An Egyptian belly dancer, who was allowed by the Supreme Elections Commission to run for parliament, has been banned by the Supreme Administrative Court for lacking a “good reputation”.
Becoming popular for her criticism of Islamists during the Presidency of Mohammed Morsi, Sama Al-Masry had been hoping to represent the people of the Gamalia district.
According to the Supreme Administrative Court, having “pleasant” traits is good for people to have in general but mandatory for members of parliament. Lacking such traits results in the Member of Parliament facing “instabilities” in carrying out his/her role and duties, added the court.
In making its decision, the court said it reviewed television shows, interviews and other videos featuring Sama Al-Masry.

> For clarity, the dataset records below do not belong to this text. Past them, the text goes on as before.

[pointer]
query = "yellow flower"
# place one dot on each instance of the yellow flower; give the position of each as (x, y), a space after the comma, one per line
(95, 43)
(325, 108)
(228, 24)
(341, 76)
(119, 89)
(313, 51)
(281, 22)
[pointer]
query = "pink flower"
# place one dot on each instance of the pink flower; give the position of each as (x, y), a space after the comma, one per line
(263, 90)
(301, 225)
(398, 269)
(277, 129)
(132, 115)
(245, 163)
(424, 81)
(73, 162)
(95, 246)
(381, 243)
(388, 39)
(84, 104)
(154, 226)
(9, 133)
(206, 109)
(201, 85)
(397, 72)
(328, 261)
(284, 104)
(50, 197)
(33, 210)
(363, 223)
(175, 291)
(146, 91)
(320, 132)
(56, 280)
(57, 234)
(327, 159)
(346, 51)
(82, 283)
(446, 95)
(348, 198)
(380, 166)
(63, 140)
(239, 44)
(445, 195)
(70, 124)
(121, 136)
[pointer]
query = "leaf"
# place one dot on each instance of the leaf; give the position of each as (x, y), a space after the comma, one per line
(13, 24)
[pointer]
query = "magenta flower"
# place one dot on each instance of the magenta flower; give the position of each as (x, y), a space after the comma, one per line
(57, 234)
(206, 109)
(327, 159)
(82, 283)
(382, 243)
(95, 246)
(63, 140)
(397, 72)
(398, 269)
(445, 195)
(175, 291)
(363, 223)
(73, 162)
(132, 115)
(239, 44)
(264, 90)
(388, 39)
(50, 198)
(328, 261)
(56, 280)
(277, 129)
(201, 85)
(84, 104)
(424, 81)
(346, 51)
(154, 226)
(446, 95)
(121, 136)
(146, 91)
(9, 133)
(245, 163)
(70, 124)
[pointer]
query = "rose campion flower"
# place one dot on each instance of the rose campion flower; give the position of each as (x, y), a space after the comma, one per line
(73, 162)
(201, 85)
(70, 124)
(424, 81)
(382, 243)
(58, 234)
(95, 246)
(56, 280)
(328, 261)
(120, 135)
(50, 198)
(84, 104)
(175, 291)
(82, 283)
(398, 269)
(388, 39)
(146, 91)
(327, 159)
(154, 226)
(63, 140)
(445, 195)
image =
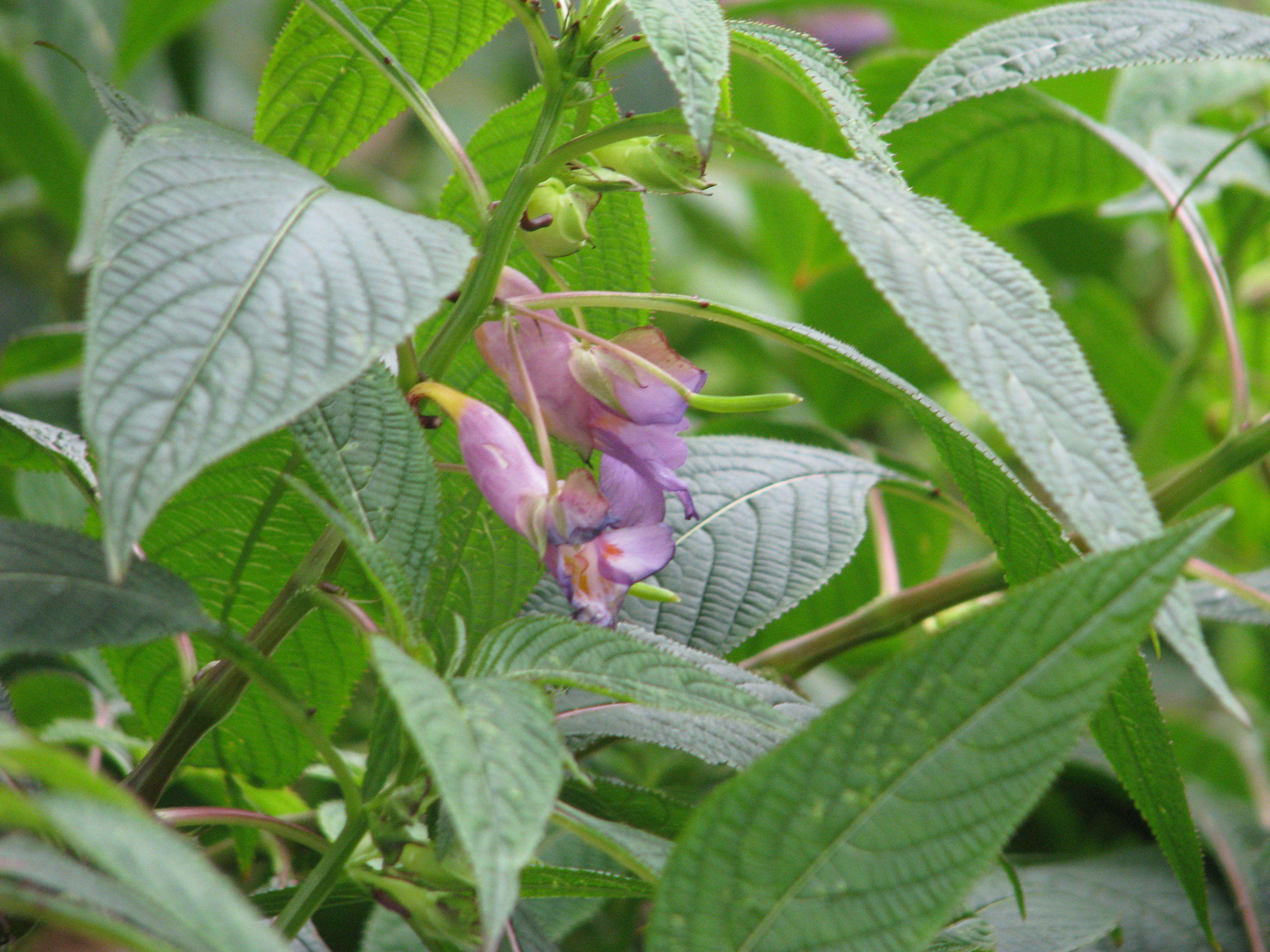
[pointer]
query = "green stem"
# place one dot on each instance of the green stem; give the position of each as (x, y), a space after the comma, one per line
(218, 692)
(318, 884)
(479, 292)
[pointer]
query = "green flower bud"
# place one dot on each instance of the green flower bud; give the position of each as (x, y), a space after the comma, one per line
(667, 164)
(556, 219)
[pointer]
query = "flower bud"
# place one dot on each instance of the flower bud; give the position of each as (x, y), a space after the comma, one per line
(556, 219)
(668, 164)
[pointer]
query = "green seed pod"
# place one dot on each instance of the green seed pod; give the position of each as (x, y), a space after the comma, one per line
(667, 164)
(556, 219)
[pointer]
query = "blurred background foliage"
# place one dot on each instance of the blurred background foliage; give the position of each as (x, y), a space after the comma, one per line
(1035, 181)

The judges found out that Al-Masry is ill mannered and does not promote the appropriate image expected of a woman.
In regards to her work being an expression of creativity, the court said that creativity and innovation can be achieved while also upholding values and ethics.
Ahead of the ruling, Al-Masry told the media that she would respect the outcome but that she had always dreamt of representing the people of her constituency. The lawsuit had been filed by Samir Sabry, who said that she was not fit to represent the Gamalia district.

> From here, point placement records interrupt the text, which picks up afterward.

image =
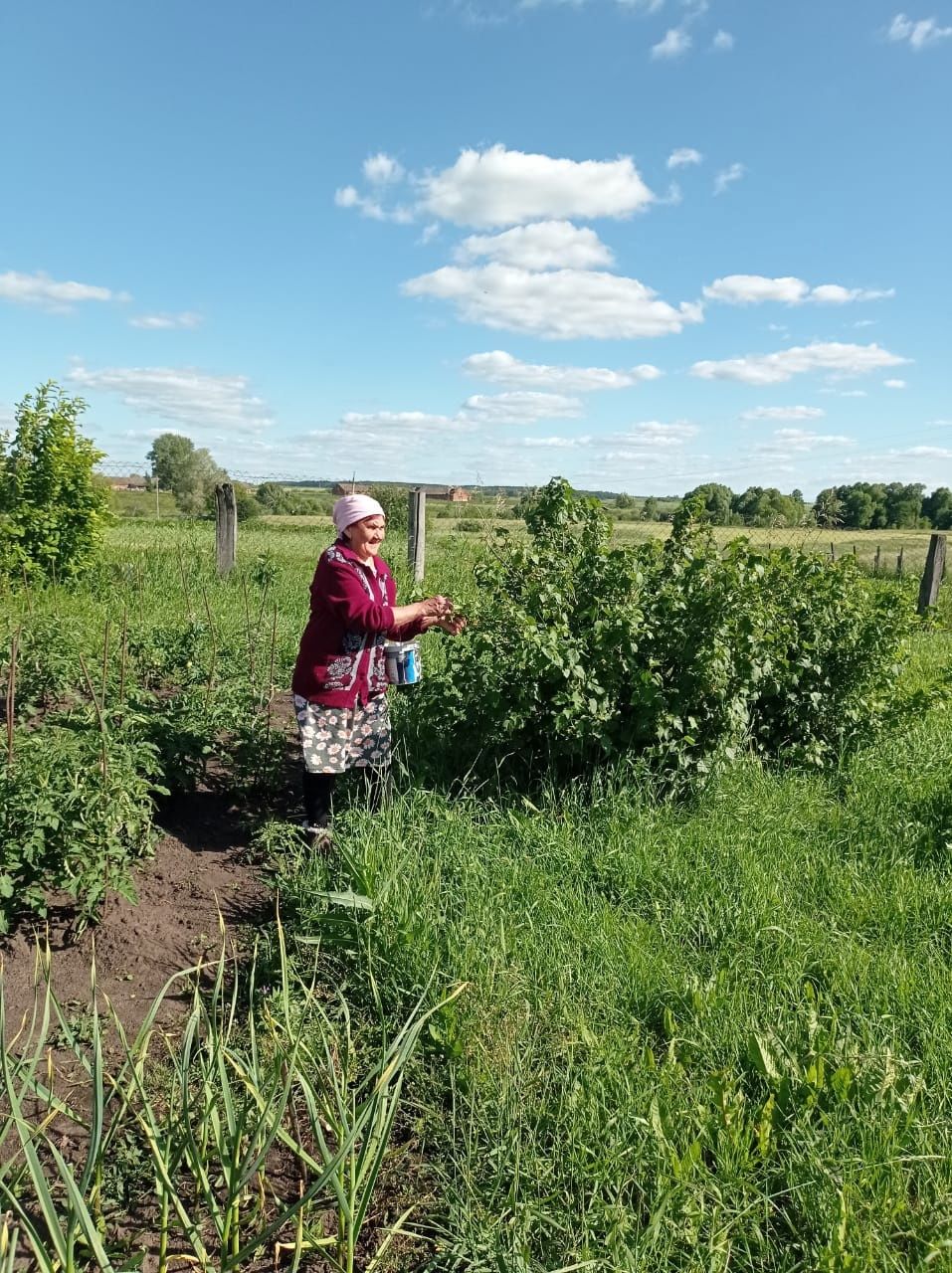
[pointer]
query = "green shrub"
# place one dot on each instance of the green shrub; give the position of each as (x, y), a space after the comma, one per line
(76, 815)
(681, 653)
(53, 509)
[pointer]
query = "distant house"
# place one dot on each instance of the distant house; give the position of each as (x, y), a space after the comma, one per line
(349, 487)
(451, 494)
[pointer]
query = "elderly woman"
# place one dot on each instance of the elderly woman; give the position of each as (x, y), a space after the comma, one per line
(340, 678)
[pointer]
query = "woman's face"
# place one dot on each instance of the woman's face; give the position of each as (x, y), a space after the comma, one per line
(367, 535)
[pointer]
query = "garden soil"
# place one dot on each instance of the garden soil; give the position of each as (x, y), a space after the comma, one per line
(200, 871)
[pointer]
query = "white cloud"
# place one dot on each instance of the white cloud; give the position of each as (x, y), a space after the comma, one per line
(182, 395)
(520, 406)
(382, 169)
(400, 422)
(501, 368)
(832, 358)
(751, 289)
(683, 155)
(918, 33)
(798, 441)
(505, 187)
(165, 322)
(559, 304)
(784, 413)
(833, 294)
(540, 246)
(924, 453)
(40, 289)
(727, 177)
(349, 196)
(655, 433)
(674, 44)
(558, 444)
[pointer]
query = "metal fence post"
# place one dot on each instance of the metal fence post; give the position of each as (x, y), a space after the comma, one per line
(932, 576)
(226, 527)
(417, 532)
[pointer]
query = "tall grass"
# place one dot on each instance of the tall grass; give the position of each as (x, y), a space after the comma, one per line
(713, 1035)
(260, 1115)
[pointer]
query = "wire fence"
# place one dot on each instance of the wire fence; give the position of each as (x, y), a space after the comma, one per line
(886, 553)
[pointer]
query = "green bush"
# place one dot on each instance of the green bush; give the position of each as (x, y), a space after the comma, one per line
(76, 814)
(53, 509)
(681, 653)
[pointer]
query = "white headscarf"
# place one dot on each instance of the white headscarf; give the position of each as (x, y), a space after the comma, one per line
(354, 508)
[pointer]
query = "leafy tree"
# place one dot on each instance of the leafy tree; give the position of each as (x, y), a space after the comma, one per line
(857, 507)
(53, 510)
(938, 508)
(716, 500)
(245, 503)
(828, 507)
(187, 471)
(273, 496)
(904, 504)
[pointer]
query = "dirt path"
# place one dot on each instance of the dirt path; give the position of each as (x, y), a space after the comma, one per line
(199, 869)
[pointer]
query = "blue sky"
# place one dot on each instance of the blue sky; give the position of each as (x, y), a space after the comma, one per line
(643, 244)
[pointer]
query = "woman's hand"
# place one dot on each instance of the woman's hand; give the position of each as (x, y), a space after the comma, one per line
(437, 608)
(452, 624)
(424, 613)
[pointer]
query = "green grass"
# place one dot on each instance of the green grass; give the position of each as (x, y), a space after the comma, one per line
(711, 1035)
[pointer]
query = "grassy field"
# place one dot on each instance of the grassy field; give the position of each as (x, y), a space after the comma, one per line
(912, 545)
(706, 1035)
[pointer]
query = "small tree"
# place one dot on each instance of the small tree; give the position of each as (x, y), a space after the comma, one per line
(187, 471)
(53, 510)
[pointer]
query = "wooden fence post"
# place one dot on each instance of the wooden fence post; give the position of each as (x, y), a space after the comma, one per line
(417, 532)
(932, 576)
(226, 527)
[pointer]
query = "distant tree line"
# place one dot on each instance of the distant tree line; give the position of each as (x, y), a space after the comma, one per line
(859, 505)
(878, 505)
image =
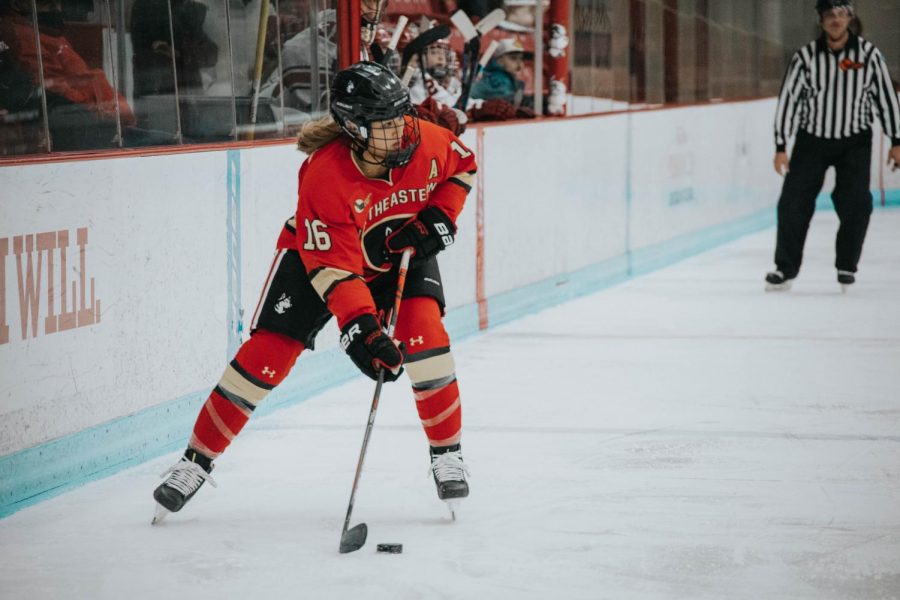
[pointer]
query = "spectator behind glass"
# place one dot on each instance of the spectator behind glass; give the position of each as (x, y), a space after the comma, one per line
(151, 39)
(305, 93)
(499, 94)
(82, 106)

Belly dancers in Egypt have recently faced a wave of lawsuits. In September, two belly dancers, who had been charged of debauchery and the promotion of immorality in their music videos, were sentenced to six months in prison.
Egypt’s parliamentary elections are set to take place on 17 and 18 October for Egyptian expatriates and 18 and 19 October for those living in Egypt. The second phase of the elections is scheduled for 21 November 2015.